- Relator(a)
- Ministra Regina Helena Costa
- Órgão julgador
- Primeira Seção
- Data do julgamento
- 12/09/2018
- Data de publicação
- 20/09/2018
STJ – Acórdão, Rel. Ministra Regina Helena Costa, Primeira Seção, j. 12/09/2018, p. 20/09/2018
PROCESSUAL CIVIL. AGRAVO INTERNO NO MANDADO DE SEGURANÇA. CÓDIGO DE PROCESSO CIVIL DE 2015. APLICABILIDADE. IMPETRAÇÃO APONTANDO O MINISTRO DE ESTADO DO PLANEJAMENTO COMO AUTORIDADE COATORA. PRETENSÃO DE REAJUSTE SALARIAL ATINENTES À URP DE ABRIL E MAIO DE 1988. ILEGITIMIDADE PASSIVA. ARGUMENTOS INSUFICIENTES PARA DESCONSTITUIR A DECISÃO ATACADA. APLICAÇÃO DE MULTA. ART. 1.021, § 4º, DO CÓDIGO DE PROCESSO CIVIL DE 2015. DESCABIMENTO. I - Consoante o decidido pelo Plenário desta Corte na sessão realizada em 09.03.2016, o regime recursal será determinado pela data da publicação do provimento jurisdicional impugnado. In casu, aplica-se o Código de Processo Civil de 2015. II - Trata-se, na espécie, de mandado de segurança impetrado contra suposta omissão atribuída ao Ministro de Estado do Planejamento, no que tange à implementação do reajuste salarial referente à URP de abril e maio de 1988 (7/30 de 16,19%). III - A autoridade apontada como coatora não possui legitimidade passiva, porquanto, "no âmbito do Poder Executivo Federal, cabe diretamente ao Ministro do Planejamento a coordenação e gestão do Sistema de Pessoal Civil - SIPEC, criado pela Lei n. 67.326/1970, cumprindo, porém, a prática de atos relacionados à folha de pagamento ao Secretário de Recursos Humanos do Ministério do Planejamento, Orçamento e Gestão (art. 27 do Decreto n. 4.781/2003) ou, se adstrito o caso a determinada pasta ou autarquia, ao respectivo Coordenador-Geral de Recursos Humanos, integrante do mencionado SIPEC" (AgRg no MS 9.964/DF, 3ª S., Rel.
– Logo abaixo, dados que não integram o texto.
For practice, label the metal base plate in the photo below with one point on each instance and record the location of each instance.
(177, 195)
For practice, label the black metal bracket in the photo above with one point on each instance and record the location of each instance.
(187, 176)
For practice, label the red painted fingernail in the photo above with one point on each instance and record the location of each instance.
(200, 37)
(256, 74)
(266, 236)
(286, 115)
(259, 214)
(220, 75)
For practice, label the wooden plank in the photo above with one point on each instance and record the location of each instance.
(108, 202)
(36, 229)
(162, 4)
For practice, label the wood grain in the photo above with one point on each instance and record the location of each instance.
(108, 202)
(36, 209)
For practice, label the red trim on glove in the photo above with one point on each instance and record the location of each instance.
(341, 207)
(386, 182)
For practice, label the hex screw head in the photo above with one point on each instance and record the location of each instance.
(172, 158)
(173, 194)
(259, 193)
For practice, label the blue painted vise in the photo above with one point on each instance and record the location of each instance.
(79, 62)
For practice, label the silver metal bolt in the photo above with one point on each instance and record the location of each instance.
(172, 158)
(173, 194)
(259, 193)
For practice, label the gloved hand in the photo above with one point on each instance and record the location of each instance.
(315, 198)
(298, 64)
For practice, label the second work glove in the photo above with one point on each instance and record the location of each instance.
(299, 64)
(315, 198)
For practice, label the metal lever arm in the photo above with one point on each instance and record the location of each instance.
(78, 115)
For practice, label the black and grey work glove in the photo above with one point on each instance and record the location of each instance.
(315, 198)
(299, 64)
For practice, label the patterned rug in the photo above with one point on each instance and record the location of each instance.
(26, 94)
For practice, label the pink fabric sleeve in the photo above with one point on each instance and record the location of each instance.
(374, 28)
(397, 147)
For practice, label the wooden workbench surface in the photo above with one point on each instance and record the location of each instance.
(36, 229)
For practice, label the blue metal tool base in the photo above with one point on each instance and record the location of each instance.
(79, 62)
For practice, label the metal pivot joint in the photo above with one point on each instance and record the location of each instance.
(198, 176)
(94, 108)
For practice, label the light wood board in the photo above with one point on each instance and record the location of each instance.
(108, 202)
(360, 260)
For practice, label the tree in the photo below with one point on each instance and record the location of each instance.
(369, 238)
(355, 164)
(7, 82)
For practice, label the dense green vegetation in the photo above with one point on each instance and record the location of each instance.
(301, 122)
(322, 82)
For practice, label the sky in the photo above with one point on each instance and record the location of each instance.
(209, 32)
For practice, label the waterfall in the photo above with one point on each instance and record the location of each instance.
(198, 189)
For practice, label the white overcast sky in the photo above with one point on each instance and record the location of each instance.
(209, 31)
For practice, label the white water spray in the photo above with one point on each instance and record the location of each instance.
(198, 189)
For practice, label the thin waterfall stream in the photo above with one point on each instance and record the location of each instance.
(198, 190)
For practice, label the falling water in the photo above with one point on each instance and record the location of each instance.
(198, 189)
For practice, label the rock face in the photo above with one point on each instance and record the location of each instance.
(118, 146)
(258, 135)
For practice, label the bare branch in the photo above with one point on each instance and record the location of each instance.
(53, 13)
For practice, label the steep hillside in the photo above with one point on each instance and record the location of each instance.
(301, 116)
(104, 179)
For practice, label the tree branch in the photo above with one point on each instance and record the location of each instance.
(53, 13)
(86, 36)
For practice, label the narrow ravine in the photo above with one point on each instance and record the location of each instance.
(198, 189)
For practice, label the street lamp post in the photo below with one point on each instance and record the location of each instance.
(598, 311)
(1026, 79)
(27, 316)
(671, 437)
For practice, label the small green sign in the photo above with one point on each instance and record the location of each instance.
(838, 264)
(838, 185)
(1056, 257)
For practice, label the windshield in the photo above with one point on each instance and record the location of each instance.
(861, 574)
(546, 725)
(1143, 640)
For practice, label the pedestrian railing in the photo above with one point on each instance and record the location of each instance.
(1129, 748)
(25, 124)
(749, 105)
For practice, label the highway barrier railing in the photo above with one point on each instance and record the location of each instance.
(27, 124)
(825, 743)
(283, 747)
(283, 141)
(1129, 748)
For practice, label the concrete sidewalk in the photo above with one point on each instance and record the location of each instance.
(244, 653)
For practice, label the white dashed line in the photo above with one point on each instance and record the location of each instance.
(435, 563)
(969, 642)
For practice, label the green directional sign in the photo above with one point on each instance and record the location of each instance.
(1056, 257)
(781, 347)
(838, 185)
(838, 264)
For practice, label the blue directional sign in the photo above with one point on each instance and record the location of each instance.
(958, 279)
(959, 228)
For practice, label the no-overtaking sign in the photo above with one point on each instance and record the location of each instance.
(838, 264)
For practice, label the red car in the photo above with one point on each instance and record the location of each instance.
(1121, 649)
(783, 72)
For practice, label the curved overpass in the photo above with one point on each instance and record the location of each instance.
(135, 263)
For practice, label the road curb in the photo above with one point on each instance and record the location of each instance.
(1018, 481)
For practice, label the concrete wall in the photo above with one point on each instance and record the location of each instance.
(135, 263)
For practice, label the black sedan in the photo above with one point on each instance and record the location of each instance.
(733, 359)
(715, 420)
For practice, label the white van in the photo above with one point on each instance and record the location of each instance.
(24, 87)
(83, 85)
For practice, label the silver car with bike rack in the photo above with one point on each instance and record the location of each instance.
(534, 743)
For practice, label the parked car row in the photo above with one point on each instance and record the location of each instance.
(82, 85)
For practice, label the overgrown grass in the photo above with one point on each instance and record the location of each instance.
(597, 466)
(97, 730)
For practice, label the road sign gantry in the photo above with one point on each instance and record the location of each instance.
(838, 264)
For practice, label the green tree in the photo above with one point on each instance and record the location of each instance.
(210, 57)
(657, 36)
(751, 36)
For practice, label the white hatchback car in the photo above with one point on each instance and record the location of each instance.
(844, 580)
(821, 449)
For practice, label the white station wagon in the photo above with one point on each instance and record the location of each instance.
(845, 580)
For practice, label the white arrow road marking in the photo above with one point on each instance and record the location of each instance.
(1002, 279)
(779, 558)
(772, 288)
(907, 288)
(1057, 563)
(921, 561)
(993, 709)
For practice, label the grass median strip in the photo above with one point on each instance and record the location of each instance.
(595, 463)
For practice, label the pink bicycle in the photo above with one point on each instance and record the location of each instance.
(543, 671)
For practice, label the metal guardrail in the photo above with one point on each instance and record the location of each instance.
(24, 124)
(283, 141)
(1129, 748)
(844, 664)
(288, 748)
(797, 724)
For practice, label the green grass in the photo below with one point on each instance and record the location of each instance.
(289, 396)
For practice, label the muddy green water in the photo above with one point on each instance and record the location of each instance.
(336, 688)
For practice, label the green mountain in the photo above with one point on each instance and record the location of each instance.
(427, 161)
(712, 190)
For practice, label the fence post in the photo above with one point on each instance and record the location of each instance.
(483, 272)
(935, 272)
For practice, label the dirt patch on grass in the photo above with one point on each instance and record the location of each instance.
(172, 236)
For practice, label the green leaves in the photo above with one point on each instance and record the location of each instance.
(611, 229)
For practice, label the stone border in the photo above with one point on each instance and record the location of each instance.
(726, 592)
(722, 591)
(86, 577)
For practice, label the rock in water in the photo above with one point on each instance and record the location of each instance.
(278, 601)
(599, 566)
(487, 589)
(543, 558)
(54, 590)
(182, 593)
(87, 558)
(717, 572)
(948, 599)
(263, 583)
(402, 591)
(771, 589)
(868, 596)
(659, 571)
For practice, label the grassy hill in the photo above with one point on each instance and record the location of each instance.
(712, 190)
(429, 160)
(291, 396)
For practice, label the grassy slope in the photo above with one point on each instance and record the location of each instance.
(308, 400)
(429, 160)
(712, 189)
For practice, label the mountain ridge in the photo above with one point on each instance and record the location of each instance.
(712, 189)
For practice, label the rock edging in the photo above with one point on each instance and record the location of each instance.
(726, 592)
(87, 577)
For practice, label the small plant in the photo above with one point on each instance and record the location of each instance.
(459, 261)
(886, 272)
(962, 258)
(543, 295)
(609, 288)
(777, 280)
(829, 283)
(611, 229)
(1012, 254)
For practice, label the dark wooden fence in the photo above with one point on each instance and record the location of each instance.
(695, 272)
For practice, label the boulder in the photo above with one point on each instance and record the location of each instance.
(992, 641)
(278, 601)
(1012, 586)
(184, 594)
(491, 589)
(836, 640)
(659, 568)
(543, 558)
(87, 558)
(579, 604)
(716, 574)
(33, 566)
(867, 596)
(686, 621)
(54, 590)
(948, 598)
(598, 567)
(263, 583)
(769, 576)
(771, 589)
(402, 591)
Min. OG Fernandes, DJe 31/05/2013)". IV - Não apresentação de argumentos suficientes para desconstituir a decisão recorrida. V - Em regra, descabe a imposição da multa, prevista no art. 1.021, § 4º, do Código de Processo Civil de 2015, em razão do mero improvimento do Agravo Interno em votação unânime, sendo necessária a configuração da manifesta inadmissibilidade ou improcedência do recurso a autorizar sua aplicação, o que não ocorreu no caso. VI - Agravo Interno improvido. (AgInt no MS n. 24.374/DF, relatora Ministra Regina Helena Costa, Primeira Seção, julgado em 12/9/2018, DJe de 20/9/2018.)